Yes, I agree with this - and I'm mainly interested in developing an empirical science of generalization that tries to grapple a lot more directly with the emergent propensities we are about. Hence why I try not to use the term 'inductive bias'. 

OTOH, 'generalization' is in some sense the entire raison d'etre of the ML field. So I think it's useful to draw on diverse sources of inspiration to inform this science. E.g. 

• Thinking abstractly about a neural net as parametrizing a policy. When is this policy 'sticky' vs 'malleable'? We might want alignment propensities to be relatively 'sticky' or 'locked-in'. Classical ML insights might tell us when NNs experience 'loss of plasticity', and we might be able to deliberately cause models to be aligned in a 'locked-in' way such that further finetuning wouldn't compromise the alignment. (c.f. tamper-resistance)
• What are the causal factors influencing how models select policies? I think initial state matters, i.e. if you were initially a lot more predisposed to a policy (in terms of there being existing circuitry you could repurpose) then you might learn that policy more easily. C.f. self-fulfilling misalignment, this toy experiment by Fabien Roger. A mature science here might let us easily predispose models to be aligned while not predisposing them to be misaligned - pretraining data ablations and character training seem like exciting ideas here.
• When do we get general policies vs specific policies? We might want generalization sometimes (for capabilities) but not others (e.g. training models to do something 'misaligned' according to their original spec, without causing emergent misalignment).

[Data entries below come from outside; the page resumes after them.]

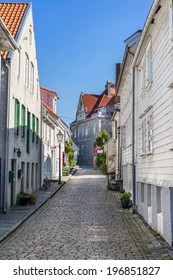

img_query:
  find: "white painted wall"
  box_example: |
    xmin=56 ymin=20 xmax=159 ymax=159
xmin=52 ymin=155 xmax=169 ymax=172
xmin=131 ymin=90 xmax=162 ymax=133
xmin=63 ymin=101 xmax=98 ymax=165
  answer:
xmin=7 ymin=3 xmax=41 ymax=207
xmin=136 ymin=0 xmax=173 ymax=244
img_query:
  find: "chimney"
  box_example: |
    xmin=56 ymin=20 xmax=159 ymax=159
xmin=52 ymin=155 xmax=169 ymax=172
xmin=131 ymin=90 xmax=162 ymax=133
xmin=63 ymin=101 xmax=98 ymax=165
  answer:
xmin=115 ymin=63 xmax=121 ymax=83
xmin=105 ymin=81 xmax=115 ymax=96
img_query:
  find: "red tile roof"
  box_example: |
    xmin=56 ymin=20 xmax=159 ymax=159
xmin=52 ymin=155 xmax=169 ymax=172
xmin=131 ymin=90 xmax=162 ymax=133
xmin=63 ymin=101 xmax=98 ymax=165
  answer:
xmin=82 ymin=83 xmax=117 ymax=118
xmin=40 ymin=87 xmax=58 ymax=97
xmin=0 ymin=2 xmax=29 ymax=59
xmin=82 ymin=93 xmax=99 ymax=115
xmin=42 ymin=102 xmax=59 ymax=119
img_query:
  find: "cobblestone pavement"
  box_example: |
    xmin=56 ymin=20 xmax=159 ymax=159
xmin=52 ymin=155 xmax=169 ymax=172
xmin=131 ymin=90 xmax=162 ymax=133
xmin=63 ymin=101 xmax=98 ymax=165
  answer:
xmin=0 ymin=168 xmax=172 ymax=260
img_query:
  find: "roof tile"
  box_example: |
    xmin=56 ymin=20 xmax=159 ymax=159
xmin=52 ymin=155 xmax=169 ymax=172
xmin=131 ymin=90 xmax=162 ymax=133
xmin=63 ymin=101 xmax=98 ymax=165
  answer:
xmin=0 ymin=2 xmax=28 ymax=59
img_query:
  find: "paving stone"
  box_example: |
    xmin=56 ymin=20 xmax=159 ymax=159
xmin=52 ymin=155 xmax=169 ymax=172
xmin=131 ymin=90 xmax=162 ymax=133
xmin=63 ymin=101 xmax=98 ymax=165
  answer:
xmin=0 ymin=168 xmax=171 ymax=260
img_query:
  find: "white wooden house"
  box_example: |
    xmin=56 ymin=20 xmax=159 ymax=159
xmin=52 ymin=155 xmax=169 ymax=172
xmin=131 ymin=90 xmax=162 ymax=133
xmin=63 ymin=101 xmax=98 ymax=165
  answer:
xmin=0 ymin=18 xmax=18 ymax=212
xmin=133 ymin=0 xmax=173 ymax=244
xmin=116 ymin=30 xmax=141 ymax=195
xmin=0 ymin=2 xmax=41 ymax=208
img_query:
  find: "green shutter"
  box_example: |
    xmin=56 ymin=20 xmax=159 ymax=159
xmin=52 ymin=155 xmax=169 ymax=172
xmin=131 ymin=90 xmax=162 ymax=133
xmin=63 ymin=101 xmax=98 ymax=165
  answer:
xmin=14 ymin=99 xmax=20 ymax=135
xmin=26 ymin=112 xmax=30 ymax=153
xmin=36 ymin=118 xmax=39 ymax=144
xmin=32 ymin=114 xmax=35 ymax=142
xmin=21 ymin=105 xmax=25 ymax=138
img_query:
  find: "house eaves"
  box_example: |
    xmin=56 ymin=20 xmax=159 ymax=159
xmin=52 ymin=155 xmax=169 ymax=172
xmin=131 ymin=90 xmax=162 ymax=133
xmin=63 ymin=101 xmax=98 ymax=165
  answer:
xmin=0 ymin=18 xmax=19 ymax=51
xmin=133 ymin=0 xmax=161 ymax=66
xmin=116 ymin=30 xmax=142 ymax=95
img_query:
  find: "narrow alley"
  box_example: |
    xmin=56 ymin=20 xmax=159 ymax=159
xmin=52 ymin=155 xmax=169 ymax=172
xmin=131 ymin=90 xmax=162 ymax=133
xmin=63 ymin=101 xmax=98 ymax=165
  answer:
xmin=0 ymin=167 xmax=171 ymax=260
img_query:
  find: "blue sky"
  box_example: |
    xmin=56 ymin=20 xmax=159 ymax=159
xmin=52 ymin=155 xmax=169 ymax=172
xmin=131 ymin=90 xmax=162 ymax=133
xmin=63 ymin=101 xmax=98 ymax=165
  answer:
xmin=10 ymin=0 xmax=153 ymax=124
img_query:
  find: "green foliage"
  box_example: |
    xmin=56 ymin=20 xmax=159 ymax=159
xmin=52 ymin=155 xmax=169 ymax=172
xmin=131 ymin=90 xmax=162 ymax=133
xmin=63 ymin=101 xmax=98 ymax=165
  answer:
xmin=69 ymin=159 xmax=77 ymax=166
xmin=97 ymin=153 xmax=106 ymax=166
xmin=62 ymin=166 xmax=70 ymax=172
xmin=65 ymin=140 xmax=74 ymax=163
xmin=121 ymin=192 xmax=132 ymax=200
xmin=94 ymin=129 xmax=110 ymax=148
xmin=97 ymin=153 xmax=107 ymax=175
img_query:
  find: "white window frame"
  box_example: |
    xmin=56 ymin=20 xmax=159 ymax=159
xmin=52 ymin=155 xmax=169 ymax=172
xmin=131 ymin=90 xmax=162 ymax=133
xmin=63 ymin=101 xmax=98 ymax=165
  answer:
xmin=141 ymin=116 xmax=146 ymax=155
xmin=147 ymin=109 xmax=153 ymax=154
xmin=141 ymin=56 xmax=146 ymax=93
xmin=30 ymin=62 xmax=34 ymax=93
xmin=25 ymin=53 xmax=29 ymax=87
xmin=121 ymin=125 xmax=126 ymax=148
xmin=146 ymin=42 xmax=153 ymax=85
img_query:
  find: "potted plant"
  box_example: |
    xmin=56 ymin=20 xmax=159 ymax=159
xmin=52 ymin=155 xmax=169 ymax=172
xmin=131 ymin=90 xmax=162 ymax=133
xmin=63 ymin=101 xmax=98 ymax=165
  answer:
xmin=43 ymin=176 xmax=50 ymax=190
xmin=62 ymin=166 xmax=70 ymax=176
xmin=17 ymin=188 xmax=30 ymax=206
xmin=120 ymin=192 xmax=132 ymax=208
xmin=29 ymin=194 xmax=37 ymax=205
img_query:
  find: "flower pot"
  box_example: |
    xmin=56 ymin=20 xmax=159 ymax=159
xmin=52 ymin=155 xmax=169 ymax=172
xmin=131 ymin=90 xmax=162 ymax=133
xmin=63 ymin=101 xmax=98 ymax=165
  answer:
xmin=19 ymin=195 xmax=30 ymax=206
xmin=29 ymin=195 xmax=37 ymax=205
xmin=121 ymin=199 xmax=129 ymax=208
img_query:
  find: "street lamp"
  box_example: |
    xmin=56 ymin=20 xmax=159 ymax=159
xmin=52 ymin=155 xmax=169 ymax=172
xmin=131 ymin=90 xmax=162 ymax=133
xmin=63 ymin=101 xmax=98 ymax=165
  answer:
xmin=57 ymin=130 xmax=63 ymax=184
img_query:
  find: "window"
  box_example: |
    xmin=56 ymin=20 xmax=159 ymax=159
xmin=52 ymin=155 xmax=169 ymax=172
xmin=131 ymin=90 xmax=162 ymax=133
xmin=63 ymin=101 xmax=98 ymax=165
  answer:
xmin=32 ymin=114 xmax=35 ymax=142
xmin=81 ymin=145 xmax=84 ymax=156
xmin=147 ymin=185 xmax=151 ymax=207
xmin=26 ymin=111 xmax=31 ymax=153
xmin=147 ymin=112 xmax=153 ymax=153
xmin=141 ymin=183 xmax=144 ymax=202
xmin=14 ymin=99 xmax=20 ymax=135
xmin=169 ymin=0 xmax=173 ymax=42
xmin=141 ymin=117 xmax=146 ymax=154
xmin=17 ymin=50 xmax=21 ymax=77
xmin=30 ymin=62 xmax=34 ymax=93
xmin=140 ymin=109 xmax=153 ymax=155
xmin=25 ymin=54 xmax=29 ymax=87
xmin=85 ymin=125 xmax=88 ymax=136
xmin=21 ymin=105 xmax=26 ymax=138
xmin=29 ymin=29 xmax=32 ymax=45
xmin=147 ymin=43 xmax=153 ymax=83
xmin=74 ymin=128 xmax=76 ymax=138
xmin=141 ymin=57 xmax=146 ymax=92
xmin=37 ymin=79 xmax=40 ymax=99
xmin=156 ymin=187 xmax=162 ymax=213
xmin=36 ymin=118 xmax=39 ymax=144
xmin=121 ymin=126 xmax=126 ymax=148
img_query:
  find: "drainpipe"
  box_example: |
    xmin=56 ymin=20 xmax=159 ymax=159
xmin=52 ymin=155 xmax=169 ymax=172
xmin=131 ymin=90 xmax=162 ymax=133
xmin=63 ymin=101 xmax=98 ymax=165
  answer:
xmin=132 ymin=67 xmax=137 ymax=213
xmin=3 ymin=60 xmax=11 ymax=214
xmin=169 ymin=187 xmax=173 ymax=250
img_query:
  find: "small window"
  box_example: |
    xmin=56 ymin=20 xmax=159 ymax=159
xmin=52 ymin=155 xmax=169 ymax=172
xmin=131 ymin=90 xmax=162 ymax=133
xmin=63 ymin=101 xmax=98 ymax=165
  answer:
xmin=32 ymin=114 xmax=35 ymax=142
xmin=21 ymin=105 xmax=26 ymax=138
xmin=30 ymin=62 xmax=34 ymax=93
xmin=156 ymin=187 xmax=162 ymax=213
xmin=141 ymin=117 xmax=146 ymax=154
xmin=121 ymin=126 xmax=126 ymax=148
xmin=14 ymin=99 xmax=20 ymax=135
xmin=141 ymin=183 xmax=144 ymax=203
xmin=147 ymin=185 xmax=151 ymax=207
xmin=147 ymin=44 xmax=153 ymax=83
xmin=29 ymin=29 xmax=32 ymax=45
xmin=147 ymin=112 xmax=153 ymax=153
xmin=25 ymin=53 xmax=29 ymax=87
xmin=36 ymin=118 xmax=39 ymax=144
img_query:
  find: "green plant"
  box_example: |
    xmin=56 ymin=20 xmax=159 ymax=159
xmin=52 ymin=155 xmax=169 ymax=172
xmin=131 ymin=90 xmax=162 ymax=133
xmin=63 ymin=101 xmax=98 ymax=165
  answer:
xmin=17 ymin=188 xmax=29 ymax=197
xmin=121 ymin=192 xmax=132 ymax=201
xmin=94 ymin=129 xmax=110 ymax=148
xmin=65 ymin=140 xmax=74 ymax=164
xmin=121 ymin=192 xmax=131 ymax=208
xmin=70 ymin=159 xmax=77 ymax=166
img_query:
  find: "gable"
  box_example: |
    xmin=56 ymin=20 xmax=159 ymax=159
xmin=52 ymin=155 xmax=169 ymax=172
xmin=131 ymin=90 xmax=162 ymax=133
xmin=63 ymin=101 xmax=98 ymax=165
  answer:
xmin=0 ymin=2 xmax=29 ymax=59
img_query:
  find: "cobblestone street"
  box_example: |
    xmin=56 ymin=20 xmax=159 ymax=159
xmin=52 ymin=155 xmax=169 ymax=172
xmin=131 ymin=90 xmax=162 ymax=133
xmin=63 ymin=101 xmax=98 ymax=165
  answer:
xmin=0 ymin=168 xmax=171 ymax=260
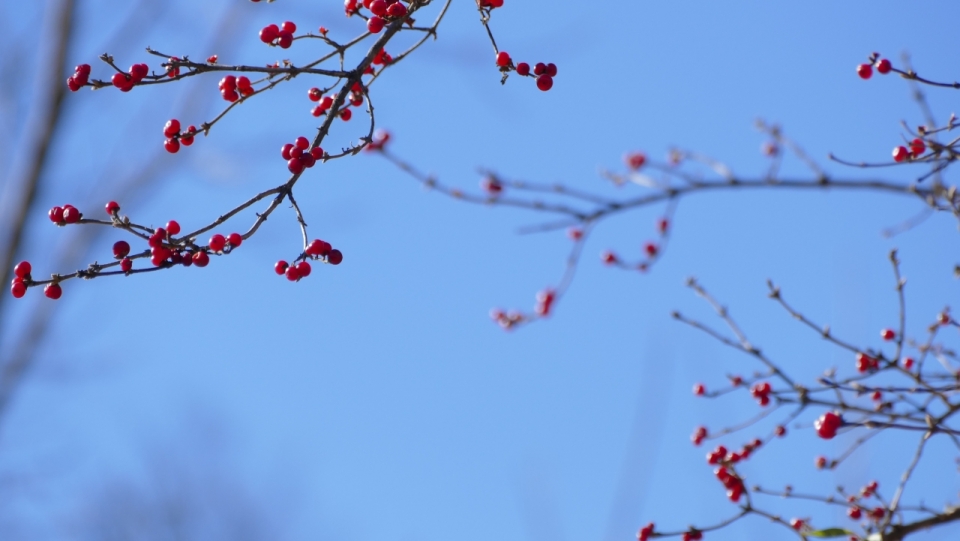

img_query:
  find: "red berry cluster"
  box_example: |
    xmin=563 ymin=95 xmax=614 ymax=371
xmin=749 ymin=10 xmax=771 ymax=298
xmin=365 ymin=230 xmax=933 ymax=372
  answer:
xmin=690 ymin=426 xmax=707 ymax=446
xmin=260 ymin=21 xmax=297 ymax=49
xmin=161 ymin=118 xmax=197 ymax=153
xmin=67 ymin=64 xmax=90 ymax=92
xmin=713 ymin=466 xmax=744 ymax=503
xmin=813 ymin=411 xmax=843 ymax=440
xmin=273 ymin=239 xmax=343 ymax=282
xmin=220 ymin=75 xmax=254 ymax=103
xmin=857 ymin=53 xmax=893 ymax=79
xmin=857 ymin=353 xmax=880 ymax=374
xmin=47 ymin=205 xmax=83 ymax=225
xmin=510 ymin=58 xmax=557 ymax=92
xmin=110 ymin=64 xmax=150 ymax=92
xmin=280 ymin=135 xmax=323 ymax=175
xmin=750 ymin=381 xmax=772 ymax=406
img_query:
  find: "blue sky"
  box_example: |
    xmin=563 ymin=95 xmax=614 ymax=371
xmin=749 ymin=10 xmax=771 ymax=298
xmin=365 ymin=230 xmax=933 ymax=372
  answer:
xmin=0 ymin=0 xmax=960 ymax=541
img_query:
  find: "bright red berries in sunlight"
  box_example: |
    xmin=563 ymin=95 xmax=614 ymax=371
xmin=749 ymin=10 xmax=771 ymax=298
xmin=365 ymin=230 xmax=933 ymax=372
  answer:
xmin=892 ymin=146 xmax=910 ymax=163
xmin=43 ymin=284 xmax=63 ymax=300
xmin=877 ymin=58 xmax=893 ymax=75
xmin=813 ymin=411 xmax=843 ymax=440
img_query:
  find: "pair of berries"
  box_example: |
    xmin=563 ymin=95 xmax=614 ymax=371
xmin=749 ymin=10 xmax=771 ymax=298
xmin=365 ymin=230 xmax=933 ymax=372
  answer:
xmin=163 ymin=118 xmax=197 ymax=154
xmin=857 ymin=57 xmax=893 ymax=79
xmin=47 ymin=205 xmax=83 ymax=225
xmin=280 ymin=136 xmax=324 ymax=175
xmin=219 ymin=75 xmax=254 ymax=103
xmin=67 ymin=64 xmax=90 ymax=92
xmin=110 ymin=64 xmax=150 ymax=92
xmin=260 ymin=21 xmax=297 ymax=49
xmin=510 ymin=59 xmax=557 ymax=92
xmin=813 ymin=411 xmax=843 ymax=440
xmin=750 ymin=381 xmax=772 ymax=406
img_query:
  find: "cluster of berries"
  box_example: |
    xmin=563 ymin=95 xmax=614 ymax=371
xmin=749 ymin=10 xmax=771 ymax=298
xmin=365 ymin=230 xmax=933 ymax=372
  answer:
xmin=280 ymin=135 xmax=323 ymax=175
xmin=67 ymin=64 xmax=90 ymax=92
xmin=110 ymin=64 xmax=150 ymax=92
xmin=260 ymin=21 xmax=297 ymax=49
xmin=273 ymin=239 xmax=343 ymax=282
xmin=220 ymin=75 xmax=254 ymax=103
xmin=750 ymin=381 xmax=772 ymax=406
xmin=857 ymin=53 xmax=893 ymax=79
xmin=496 ymin=51 xmax=557 ymax=92
xmin=163 ymin=118 xmax=197 ymax=154
xmin=857 ymin=353 xmax=880 ymax=374
xmin=47 ymin=205 xmax=83 ymax=225
xmin=891 ymin=137 xmax=927 ymax=163
xmin=813 ymin=411 xmax=843 ymax=440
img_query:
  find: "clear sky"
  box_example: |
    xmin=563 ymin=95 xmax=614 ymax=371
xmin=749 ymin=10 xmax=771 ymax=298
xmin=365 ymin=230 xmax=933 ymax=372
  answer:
xmin=0 ymin=0 xmax=960 ymax=541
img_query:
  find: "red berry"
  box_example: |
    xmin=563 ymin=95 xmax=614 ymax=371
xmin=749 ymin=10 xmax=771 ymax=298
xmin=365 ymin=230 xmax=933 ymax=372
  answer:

We could try to study toy models of generalization, like those considered in grokking. Can we do better than inoculation prompting for preventing models from becoming emergently misaligned? 

So I'm pretty open to absorbing / considering ideas from the broader ML literature. It seems right that a 'more emergent' framework of generalization will have to be consistent with the theories of generalization proposed for simpler phenomena. But it should also meaningfully expand on those to directly answer questions we care about re: AI safety risks. 

A weak model could appear to have good propensities because it either isn't capable enough to think of strategies that we would consider undesirable but which are permissive under its propensities

Let me see if I understand, using scheming as an example. IIUC you're saying something like this: maybe GPT-5 isn't competent enough (yet) to scheme, thus alignment training which looks like "negatively reinforce bad things the model does" doesn't end up fixing scheming. 

I agree with this, but I claim the problem was starting from a bad initial state. I guess I mostly expect that (i) we'll be reasonably vigilant for early signs of scheming, and (ii) our alignment techniques work in-distribution to prevent scheming, and (iii) we can make most deployment scenarios relatively in-distribution for the model by improving the post-training mix. IOW we can always do alignment training such that we start with models that are reasonably aligned in the settings we care about. 

But we might do additional capabilities training after alignment training, as seems to be the case for RL'ing models. That motivates me to think about how to avoid 'alignment drift' or 'persona drift' during this subsequent training.